Застучал барабан, гребцы налегли на вёсла. Качка уменьшилась, галера явно входила в порт. Всё как по нотам, Голос оказалась права.
«Внимание, рыцарь. Сейчас напрягись. Тебя должен увидеть датский посланник»
«Как это возможно? Я в кандалах, в трюме, а он…»
Короткий смешок.
«А ты пошли наверх надсмотрщика. Этого зверя заморочить — раз плюнуть, у него почти нет мозгов»

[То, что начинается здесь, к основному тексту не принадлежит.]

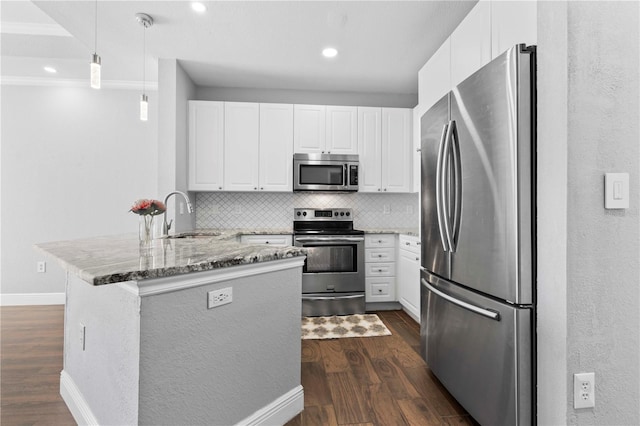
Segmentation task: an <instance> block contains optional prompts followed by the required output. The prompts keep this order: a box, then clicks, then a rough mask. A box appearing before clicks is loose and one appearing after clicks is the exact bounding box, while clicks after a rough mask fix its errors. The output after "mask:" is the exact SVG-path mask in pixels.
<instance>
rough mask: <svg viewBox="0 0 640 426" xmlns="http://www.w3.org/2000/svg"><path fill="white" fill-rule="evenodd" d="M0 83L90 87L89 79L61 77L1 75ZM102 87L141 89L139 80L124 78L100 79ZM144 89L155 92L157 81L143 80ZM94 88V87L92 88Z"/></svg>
mask: <svg viewBox="0 0 640 426" xmlns="http://www.w3.org/2000/svg"><path fill="white" fill-rule="evenodd" d="M0 84H1V85H3V86H51V87H75V88H86V89H90V86H89V79H86V80H84V79H62V78H36V77H15V76H2V77H0ZM101 86H102V89H114V90H138V91H139V90H141V89H142V82H141V81H126V80H102V84H101ZM144 88H145V91H149V92H157V91H158V83H157V82H153V81H151V82H149V81H147V82H145V84H144ZM92 90H94V89H92Z"/></svg>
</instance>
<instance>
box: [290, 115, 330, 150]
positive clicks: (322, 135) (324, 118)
mask: <svg viewBox="0 0 640 426" xmlns="http://www.w3.org/2000/svg"><path fill="white" fill-rule="evenodd" d="M325 110H326V107H325V106H324V105H294V109H293V135H294V136H293V147H294V152H296V153H308V154H313V153H324V151H325V135H326V130H327V129H326V116H325V114H326V112H325Z"/></svg>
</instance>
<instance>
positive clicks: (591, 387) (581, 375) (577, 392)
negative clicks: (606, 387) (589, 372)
mask: <svg viewBox="0 0 640 426" xmlns="http://www.w3.org/2000/svg"><path fill="white" fill-rule="evenodd" d="M595 405H596V379H595V373H578V374H574V375H573V408H591V407H595Z"/></svg>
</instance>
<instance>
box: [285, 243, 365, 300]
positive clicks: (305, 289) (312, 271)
mask: <svg viewBox="0 0 640 426" xmlns="http://www.w3.org/2000/svg"><path fill="white" fill-rule="evenodd" d="M294 245H295V246H298V247H304V248H305V249H307V259H306V260H305V264H304V268H303V270H302V292H303V293H326V292H331V293H334V292H335V293H345V292H360V291H364V237H362V236H338V235H336V236H304V235H296V236H295V238H294Z"/></svg>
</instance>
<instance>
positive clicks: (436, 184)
mask: <svg viewBox="0 0 640 426" xmlns="http://www.w3.org/2000/svg"><path fill="white" fill-rule="evenodd" d="M448 128H449V123H447V124H445V125H444V126H443V127H442V135H441V136H440V145H438V158H437V159H436V214H437V216H438V231H440V241H441V242H442V248H443V250H444V251H449V248H448V247H447V241H446V240H445V236H444V228H445V223H444V221H443V219H442V217H443V214H442V213H443V212H442V195H443V194H442V178H443V175H442V157H444V146H445V137H446V135H447V129H448Z"/></svg>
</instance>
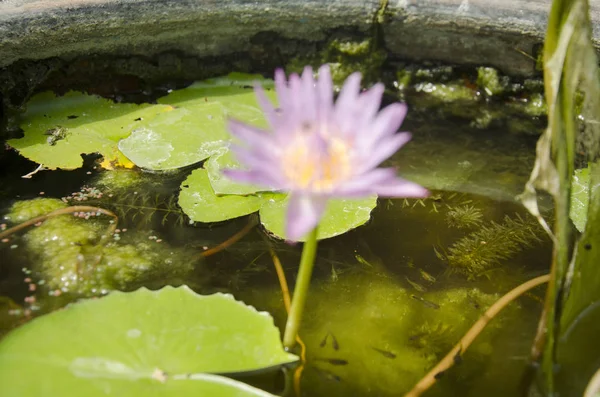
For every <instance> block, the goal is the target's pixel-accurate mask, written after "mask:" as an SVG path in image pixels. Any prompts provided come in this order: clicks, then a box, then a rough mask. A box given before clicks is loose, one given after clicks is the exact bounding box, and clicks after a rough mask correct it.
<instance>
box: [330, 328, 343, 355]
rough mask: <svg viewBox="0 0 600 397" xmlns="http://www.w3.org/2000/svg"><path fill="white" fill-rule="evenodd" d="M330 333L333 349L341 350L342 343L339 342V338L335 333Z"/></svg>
mask: <svg viewBox="0 0 600 397" xmlns="http://www.w3.org/2000/svg"><path fill="white" fill-rule="evenodd" d="M329 335H331V346H333V350H335V351H338V350H340V345H339V343H337V339H336V338H335V335H333V334H332V333H331V332H330V333H329Z"/></svg>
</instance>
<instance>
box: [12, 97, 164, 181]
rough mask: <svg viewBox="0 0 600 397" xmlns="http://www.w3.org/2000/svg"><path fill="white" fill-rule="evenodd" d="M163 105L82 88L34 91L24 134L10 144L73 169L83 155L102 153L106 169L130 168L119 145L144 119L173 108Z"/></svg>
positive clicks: (29, 102) (57, 166)
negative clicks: (103, 158) (56, 90)
mask: <svg viewBox="0 0 600 397" xmlns="http://www.w3.org/2000/svg"><path fill="white" fill-rule="evenodd" d="M171 109H172V108H171V107H168V106H164V105H160V106H156V105H135V104H119V103H114V102H112V101H110V100H108V99H103V98H100V97H97V96H94V95H86V94H82V93H80V92H69V93H67V94H66V95H64V96H62V97H56V96H55V95H54V94H53V93H51V92H45V93H41V94H38V95H36V96H34V97H33V98H32V99H31V100H30V101H29V102H28V104H27V111H26V112H25V114H24V115H23V116H22V122H21V128H22V129H23V131H24V136H23V137H22V138H19V139H11V140H9V141H8V144H9V145H10V146H12V147H13V148H15V149H16V150H18V151H19V153H21V155H23V156H24V157H26V158H28V159H30V160H32V161H35V162H36V163H39V164H42V165H43V166H44V167H46V168H49V169H56V168H62V169H75V168H79V167H81V166H82V165H83V159H82V158H81V155H82V154H86V153H100V154H101V155H102V156H103V157H104V162H103V165H104V166H105V168H110V167H111V166H115V165H118V166H125V167H132V166H133V164H131V162H130V161H129V160H128V159H127V158H126V157H125V156H123V154H122V153H121V152H120V151H119V150H118V148H117V142H118V141H119V140H120V139H122V138H125V137H127V136H129V134H130V133H131V131H132V130H134V129H135V128H137V127H138V126H139V124H140V122H141V121H142V120H146V121H147V120H150V119H152V118H154V117H155V116H156V115H158V114H160V113H163V112H165V111H169V110H171Z"/></svg>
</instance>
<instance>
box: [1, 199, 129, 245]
mask: <svg viewBox="0 0 600 397" xmlns="http://www.w3.org/2000/svg"><path fill="white" fill-rule="evenodd" d="M74 212H95V213H97V214H104V215H108V216H110V217H112V218H113V219H114V222H113V223H112V224H111V225H110V226H109V228H108V230H107V232H106V233H105V235H104V236H103V238H108V237H110V236H111V235H112V234H113V232H114V231H115V228H116V227H117V222H118V221H119V217H118V216H117V215H116V214H115V213H114V212H112V211H109V210H107V209H104V208H100V207H92V206H89V205H75V206H71V207H66V208H60V209H57V210H55V211H52V212H49V213H47V214H45V215H40V216H37V217H35V218H32V219H29V220H28V221H25V222H23V223H20V224H18V225H16V226H13V227H11V228H10V229H6V230H5V231H3V232H0V238H5V237H8V236H10V235H11V234H13V233H16V232H18V231H20V230H23V229H25V228H27V227H29V226H33V225H35V224H36V223H38V222H44V221H45V220H47V219H49V218H52V217H53V216H58V215H67V214H72V213H74Z"/></svg>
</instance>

«А дальше? Или посланника тоже заморочить?»
«Нет, посланника нельзя, он же должен работать головой, это сразу заметят. Но ты его заинтересуешь чрезвычайно»
«Чем это? Ароматом?»
Короткий смешок.
«Не придуривайся. Ты сообщишь ему очень любопытные сведения»
«Какие?»
«Вот слушай…»
* * *
— Нет, я не могу вас понять, герр Перуэй. Сидеть в холодном, вонючем трюме с этим сбродом и таить ото всех такие сведения. Почему вы не объявились сразу?
— Я не был уверен, что это заинтересует вас, ваше сиятельство.
— Ха! Не были уверены… А вообще-то, как вы оказались в кандалах?
— Как пират-люггер, ваше сиятельство.
— И не могли объяснить?..
— Мне нечего было сказать в своё оправдание, ваше сиятельство. Я действительно попал в пределы Датского королевства на пиратской люгге, у меня просто не было другого выхода. Больше ни одна сволочь не соглашалась выйти из Ревеля в такую погоду.